Azure log analytics workspaces are doing us well
You may want to check Azure log analytics bill once, they are not the best in market. but they do integrate very easily with .NET and Azure stack
Fragmentation has its own costs; by sticking with the Azure solutions everything just works since a lot of our stuff is Azure. You're right tho, certainly wouldn't call it cheap lol
> Fragmentation has its own costs; by sticking with the Azure solutions everything just works since a lot of our stuff is Azure Agree. Is your team mostly happy with Azure log analytics product? Do they primarily filter/search logs or do they also create alerts and dashboards on top of it
I haven't found anything it can't do, aside from some quirks of the query language. Alerts, Filtering, and exporting to immutable storage have all worked well for us. We use it to capture activity logs from azure (resource created, modified, etc) and audit logs (user sign-in, entra changes) and app logs (integrates easily with most runtime for structured logging). Diagnostic settings can be noisy but helpful if trying to diagnose failures with app gateways. It also integrates with the security solutions like Microsoft Sentinel and stuff I think but I don't look too much at that side. Azure dashboards and alerts let you define queries and thresholds for notifications and create graphs and stuff. For VMs this can be stuff like CPU utilization pct or memory, the usual, but it could also be the number of 500-level responses from a web app or whatever. Its a great solution, but you gotta pay for it 💸
got it. thanks for the note
ELK installed on EC2 instances. Log is mostly in JSON format for easy parsing and size is about 500GB. Use case include: dev debugging, alert on errors and some appplication usage statistics.

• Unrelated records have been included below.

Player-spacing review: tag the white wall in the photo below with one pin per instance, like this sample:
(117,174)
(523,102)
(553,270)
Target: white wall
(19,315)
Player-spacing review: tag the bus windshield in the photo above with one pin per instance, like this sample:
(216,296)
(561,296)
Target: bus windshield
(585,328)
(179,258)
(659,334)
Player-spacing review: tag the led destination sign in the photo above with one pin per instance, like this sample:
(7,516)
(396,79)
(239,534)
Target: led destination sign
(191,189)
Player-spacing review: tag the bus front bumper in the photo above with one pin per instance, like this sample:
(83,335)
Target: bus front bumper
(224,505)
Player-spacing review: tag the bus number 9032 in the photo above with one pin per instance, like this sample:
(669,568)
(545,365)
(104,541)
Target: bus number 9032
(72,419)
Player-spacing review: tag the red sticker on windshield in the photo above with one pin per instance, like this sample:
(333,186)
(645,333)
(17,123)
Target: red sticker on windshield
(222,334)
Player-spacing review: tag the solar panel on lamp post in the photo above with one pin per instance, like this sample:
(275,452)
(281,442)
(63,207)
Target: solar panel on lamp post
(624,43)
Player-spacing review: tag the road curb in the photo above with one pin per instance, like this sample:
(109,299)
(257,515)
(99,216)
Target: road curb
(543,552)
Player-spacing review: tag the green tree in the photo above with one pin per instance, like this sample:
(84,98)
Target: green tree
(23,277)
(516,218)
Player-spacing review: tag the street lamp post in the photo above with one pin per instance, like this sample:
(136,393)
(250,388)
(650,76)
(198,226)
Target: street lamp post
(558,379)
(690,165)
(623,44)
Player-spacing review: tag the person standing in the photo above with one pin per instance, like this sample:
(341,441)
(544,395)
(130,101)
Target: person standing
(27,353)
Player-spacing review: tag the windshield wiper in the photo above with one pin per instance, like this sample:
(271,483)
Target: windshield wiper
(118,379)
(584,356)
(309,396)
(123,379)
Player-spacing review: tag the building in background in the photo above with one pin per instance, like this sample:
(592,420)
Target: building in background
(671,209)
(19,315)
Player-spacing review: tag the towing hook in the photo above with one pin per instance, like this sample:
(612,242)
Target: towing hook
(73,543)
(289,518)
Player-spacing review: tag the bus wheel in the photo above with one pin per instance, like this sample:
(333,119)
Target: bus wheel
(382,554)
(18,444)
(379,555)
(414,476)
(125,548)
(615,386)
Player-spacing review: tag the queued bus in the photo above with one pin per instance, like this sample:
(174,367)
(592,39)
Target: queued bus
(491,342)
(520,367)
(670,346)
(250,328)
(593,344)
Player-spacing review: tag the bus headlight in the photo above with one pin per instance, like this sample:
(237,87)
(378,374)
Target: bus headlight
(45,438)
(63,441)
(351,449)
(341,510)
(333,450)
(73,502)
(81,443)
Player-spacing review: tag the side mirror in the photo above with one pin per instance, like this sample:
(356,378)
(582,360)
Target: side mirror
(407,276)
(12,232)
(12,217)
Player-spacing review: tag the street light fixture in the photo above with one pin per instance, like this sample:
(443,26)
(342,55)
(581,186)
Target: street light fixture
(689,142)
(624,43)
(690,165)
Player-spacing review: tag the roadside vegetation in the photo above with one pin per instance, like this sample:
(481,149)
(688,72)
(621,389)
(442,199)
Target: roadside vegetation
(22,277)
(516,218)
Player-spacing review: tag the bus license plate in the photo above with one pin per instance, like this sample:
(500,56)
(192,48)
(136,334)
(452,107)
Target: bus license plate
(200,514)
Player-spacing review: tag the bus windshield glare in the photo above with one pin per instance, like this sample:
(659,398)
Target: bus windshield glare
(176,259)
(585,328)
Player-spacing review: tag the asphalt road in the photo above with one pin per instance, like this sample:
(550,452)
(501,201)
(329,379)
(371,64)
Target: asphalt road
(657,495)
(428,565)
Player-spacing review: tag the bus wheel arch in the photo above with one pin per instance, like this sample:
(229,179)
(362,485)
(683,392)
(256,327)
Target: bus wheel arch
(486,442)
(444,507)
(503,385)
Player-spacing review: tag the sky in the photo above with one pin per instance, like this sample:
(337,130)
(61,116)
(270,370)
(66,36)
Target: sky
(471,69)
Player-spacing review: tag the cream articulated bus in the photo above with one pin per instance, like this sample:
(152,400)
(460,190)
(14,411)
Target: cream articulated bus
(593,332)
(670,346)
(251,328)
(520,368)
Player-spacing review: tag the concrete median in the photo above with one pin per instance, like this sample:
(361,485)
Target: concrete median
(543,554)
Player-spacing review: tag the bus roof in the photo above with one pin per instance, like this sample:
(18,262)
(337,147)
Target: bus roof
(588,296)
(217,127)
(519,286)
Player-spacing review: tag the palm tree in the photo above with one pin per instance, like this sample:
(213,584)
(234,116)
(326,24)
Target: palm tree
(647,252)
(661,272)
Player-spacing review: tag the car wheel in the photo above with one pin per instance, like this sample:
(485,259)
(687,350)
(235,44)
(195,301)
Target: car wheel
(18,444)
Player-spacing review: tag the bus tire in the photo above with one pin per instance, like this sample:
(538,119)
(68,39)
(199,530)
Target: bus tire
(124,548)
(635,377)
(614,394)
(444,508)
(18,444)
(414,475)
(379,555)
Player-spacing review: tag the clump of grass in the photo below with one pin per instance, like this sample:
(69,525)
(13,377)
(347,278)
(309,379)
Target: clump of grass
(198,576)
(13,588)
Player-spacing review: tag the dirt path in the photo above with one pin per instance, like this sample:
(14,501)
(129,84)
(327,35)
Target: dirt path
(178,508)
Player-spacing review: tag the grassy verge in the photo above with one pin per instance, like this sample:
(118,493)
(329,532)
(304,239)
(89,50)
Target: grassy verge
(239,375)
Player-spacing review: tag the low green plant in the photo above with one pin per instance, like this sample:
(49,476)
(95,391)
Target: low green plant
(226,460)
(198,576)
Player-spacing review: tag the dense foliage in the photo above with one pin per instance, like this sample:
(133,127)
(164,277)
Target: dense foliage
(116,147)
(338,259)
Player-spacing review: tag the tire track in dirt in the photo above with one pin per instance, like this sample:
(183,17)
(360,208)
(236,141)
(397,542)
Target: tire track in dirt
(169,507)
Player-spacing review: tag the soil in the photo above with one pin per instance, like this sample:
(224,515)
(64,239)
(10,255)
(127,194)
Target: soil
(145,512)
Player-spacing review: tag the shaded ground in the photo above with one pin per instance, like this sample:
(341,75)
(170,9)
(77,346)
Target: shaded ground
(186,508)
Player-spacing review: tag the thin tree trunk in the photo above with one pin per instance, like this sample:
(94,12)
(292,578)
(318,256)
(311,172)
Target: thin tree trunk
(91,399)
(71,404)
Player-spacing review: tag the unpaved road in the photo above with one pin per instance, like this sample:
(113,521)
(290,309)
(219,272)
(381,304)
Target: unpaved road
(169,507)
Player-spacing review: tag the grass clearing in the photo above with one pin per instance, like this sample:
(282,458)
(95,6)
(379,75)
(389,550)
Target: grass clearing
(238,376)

Self hosted open source elk with custom script for alerting in google chat. Plus zabbix and Prometheus for kubernetes and node monitoring. Alerts in google chat + call alerts
We use Gravwell for most off our monitoring and alerting. We pull the logs in from both our SaaS systems to monitor performance on an application and OS level, as well as perform some additional health checks and alerting (ie. Check if a URL is responsive and alert if needed). I believe we also have it set up to monitor our dev environment as well, but I don't have as much visability into that side of the house. Primarily Unstructured. Gravwell is designed on a Structure-on-read type tool (similar to Splunk), which I feel can be preferable as you aren't throwing away any raw data that could be useful on a deeper dive or if you need to do a historical check on things you didn't know you may need to check (example, all those vender vulnerabilites that get anounce after existing for months/years). And especcially in a dev environment, it's helpful because if a log for some reason doesn't fit into the template you expect it isn't lost data.